Не было ни дурачка, ни преподобного, ни угадок, ни случайных совпадений, выкинули глупости из головы. Папа обожал рассказывать историю, как проснулся однажды с похмелья, сел раздражённый завтракать и рявкнул на маму: «Соль должна стоять здесь!» И с размаху ткнул в солонку пальцем. А в церкви всегда попадёшь в православного старца, он же столп, утверждающий истину. От земли и до неба, не меньше. Потому что на меньшее мы не согласны.

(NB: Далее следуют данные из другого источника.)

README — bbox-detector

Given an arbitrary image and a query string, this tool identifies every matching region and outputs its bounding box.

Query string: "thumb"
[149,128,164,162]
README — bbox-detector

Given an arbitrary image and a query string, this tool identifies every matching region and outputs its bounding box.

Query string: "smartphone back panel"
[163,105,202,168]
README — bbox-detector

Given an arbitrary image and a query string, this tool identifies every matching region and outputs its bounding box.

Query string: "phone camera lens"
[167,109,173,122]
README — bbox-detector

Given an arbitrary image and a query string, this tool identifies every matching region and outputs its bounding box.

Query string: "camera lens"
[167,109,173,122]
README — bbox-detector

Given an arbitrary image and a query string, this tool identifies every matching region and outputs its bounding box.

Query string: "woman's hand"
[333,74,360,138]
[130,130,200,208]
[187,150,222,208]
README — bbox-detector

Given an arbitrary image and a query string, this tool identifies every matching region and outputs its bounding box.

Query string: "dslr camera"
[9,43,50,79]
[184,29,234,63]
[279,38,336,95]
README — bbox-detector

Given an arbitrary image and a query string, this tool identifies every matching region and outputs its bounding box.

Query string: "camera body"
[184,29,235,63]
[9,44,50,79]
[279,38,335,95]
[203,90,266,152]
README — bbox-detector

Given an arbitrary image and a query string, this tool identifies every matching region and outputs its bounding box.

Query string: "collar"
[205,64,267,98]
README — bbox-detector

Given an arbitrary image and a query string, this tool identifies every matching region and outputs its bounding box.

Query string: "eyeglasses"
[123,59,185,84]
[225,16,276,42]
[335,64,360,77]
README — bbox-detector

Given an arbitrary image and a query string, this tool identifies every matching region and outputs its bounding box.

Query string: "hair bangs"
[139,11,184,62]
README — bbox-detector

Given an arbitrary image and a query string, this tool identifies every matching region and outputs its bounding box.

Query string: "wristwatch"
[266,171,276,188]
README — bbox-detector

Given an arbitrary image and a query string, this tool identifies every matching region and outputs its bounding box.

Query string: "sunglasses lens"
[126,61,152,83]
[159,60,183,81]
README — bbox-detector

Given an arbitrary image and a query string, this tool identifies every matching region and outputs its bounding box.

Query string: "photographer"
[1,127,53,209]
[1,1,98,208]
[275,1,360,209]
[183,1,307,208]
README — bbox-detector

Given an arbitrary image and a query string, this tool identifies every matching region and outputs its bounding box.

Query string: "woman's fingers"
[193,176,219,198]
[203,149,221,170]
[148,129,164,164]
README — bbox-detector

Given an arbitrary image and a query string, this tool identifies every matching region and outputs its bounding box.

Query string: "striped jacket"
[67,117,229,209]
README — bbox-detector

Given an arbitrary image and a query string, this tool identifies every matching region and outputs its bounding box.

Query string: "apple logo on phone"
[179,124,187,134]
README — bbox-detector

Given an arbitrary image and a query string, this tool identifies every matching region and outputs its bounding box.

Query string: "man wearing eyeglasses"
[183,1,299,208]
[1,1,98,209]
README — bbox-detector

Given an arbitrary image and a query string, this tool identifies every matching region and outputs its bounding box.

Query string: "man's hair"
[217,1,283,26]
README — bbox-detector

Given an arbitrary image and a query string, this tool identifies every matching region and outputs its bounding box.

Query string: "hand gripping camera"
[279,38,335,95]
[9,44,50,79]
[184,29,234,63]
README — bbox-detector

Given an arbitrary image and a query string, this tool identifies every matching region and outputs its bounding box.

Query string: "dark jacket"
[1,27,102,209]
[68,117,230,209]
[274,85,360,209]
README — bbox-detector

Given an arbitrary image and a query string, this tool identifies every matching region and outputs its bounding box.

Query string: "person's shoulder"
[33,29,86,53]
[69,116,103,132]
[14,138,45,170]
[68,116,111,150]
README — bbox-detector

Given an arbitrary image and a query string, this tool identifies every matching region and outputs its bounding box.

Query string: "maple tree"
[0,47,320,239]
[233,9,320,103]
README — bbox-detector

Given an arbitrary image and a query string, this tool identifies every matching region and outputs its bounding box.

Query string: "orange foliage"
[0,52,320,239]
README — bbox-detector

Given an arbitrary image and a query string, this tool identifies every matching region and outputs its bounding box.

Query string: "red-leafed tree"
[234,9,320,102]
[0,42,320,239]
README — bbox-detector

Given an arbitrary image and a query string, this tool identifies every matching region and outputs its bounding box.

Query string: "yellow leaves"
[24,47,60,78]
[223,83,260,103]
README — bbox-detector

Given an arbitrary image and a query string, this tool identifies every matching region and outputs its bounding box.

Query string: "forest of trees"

Из полусломанного лифта я вышел на ватных ногах. Возле первого гуманитарного не было ни души; ни абитуры, ни студентов, ни преподавателей, как будто на Москву сбросили нейтронную бомбу. Снял рубашку, пропотевшую насквозь, повесил на скамейку сушиться. Зачерпнул воды из фонтана. Вода была противно тёплая, но мне — после душегубки в лифте — показалась прохладной. Я с удовольствием умылся, сел на скамейку, под солнце, зажмурился. И стал нарочно думать о приятном, чтобы вернуть ощущение счастья. О том, что времени теперь навалом, хочешь, книжку читай, хочешь, валяйся на пляже в каком-нибудь Серебряном Бору или где-нибудь в районе Планерной. Женщины трудной судьбы возлежат на песке, мохнатые мужчины роют ямки, чтобы остужать в них «Жигулевское»; дымятся самодельные мангалы, разносится запах свинины, зелёного лука, печёной картошки и пива. Из переносных кассетников звучит Высоцкий: ой, Вань, гляди, какие маечки, я, Вань, такуюжу хочу; из транзисторов сочится сахарно-медовый голос Вали Толкуновой: «Сон свалил страну зеленоглазую, спят мои сокровища чумазые, носики-курносики сопят». Брешут собаки. Ссорятся дети. Летают воланы. Прекрасно!
С Мусей можно было не стесняться — ничего. Нравится быть мещанином? Отлично. Хочешь доморощенных авангардистов? Здо́рово. Ей что пляж, что Третьяковка, что бульдозерная выставка — что угодно, лишь бы только в радость. Котя, будь самим собой сейчас, жизнь одна, другой не предусмотрено.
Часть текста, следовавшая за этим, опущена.